Liana Riley is a political science junior and Mustang News columnist. These views do not necessarily reflect the editorial coverage of Mustang News. 

The current issue on our campus is voices.

Whether it is the lack of awareness of certain voices, too much power of majority ones or a complete indifference to the unheard, our problem is surrounding those voices.

We must strive to pass the microphone in the direction of those who either feel their voices have been muffled, or simply want to have a larger platform on which to tell their stories.

To some, diversity is a number, a percentage or a quota to be met, something that can only be measured quantitatively. This has been the attitude of the administration for as long as I’ve been at Cal Poly; raise the percentages and ignore the realities was essentially their mission statement when pursuing their quest for real diversity on campus. Instead of enhancing campus resources that connect directly with the students, the administration adopted words of inclusion and empty rhetoric from a purely public relations standpoint.

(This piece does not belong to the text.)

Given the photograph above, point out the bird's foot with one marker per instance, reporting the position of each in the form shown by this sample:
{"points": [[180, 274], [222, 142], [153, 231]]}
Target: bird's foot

We have a department of Diversity and Inclusivity, with the Campus Climate Survey serving as its claim to fame. It is up to the student body to consider whether or not these are the appropriate steps to increase diversity on campus, and whether or not that is of any value to us in the first place.

If you feel that your interests are already represented on this campus, put yourself in the shoes of those lacking the transparency to express their narratives, whether that includes discrimination, ignorance or those micro-aggressions that everyone has been talking about.

A micro-aggression is essentially a commonplace remark or action that undermines or dismisses someone’s racial identity. So, they foster an environment of intolerance and discomfort whether intentional or not.

This is where the lack of diversity question truly comes to a head. If we are not constantly vigilant about being surrounded by those individuals with different ethnicities, backgrounds, etc., how can we ever be consciously aware of our dismissal of their identities? And when does it cross the fine line between misunderstanding and discrimination?

This phenomenon could be avoided by the existence of diversity in itself without much other effort. If diversity simply existed at Cal Poly, if our racial minority population wasn’t so low, then there would be limited cries for change. This is not to say that integrating diversity is a quick fix by any means. Of course there will still be students who feel unsafe and uncomfortable on campus, regardless of any preventative efforts made by the administration.

But if the university is going to conduct a campaign surrounding its championing of all potential diversity issues, it has to do more than simply erecting a department and conducting a survey.

Implementations of Race and Ethnicity centers, LGBT and social justice centers and a space for women’s interests and leadership, are radical steps, but important if the Cal Poly administration is serious about their efforts. Though these suggestions seem like extraneous programs that would exist solely to increase spending, many public universities like Rutgers in New Jersey pride themselves on initiatives like these.

Most important is the purpose these centers serve. If our diversity and community engagement centers were given the funds to put on large panels, conferences and campus wide discussions, then maybe there would not be a need for the aforementioned implementations.

It simply begins with a voice, one that has been discounted and muffled, and letting them speak and explain their narrative, regardless of whether or not you agree with it.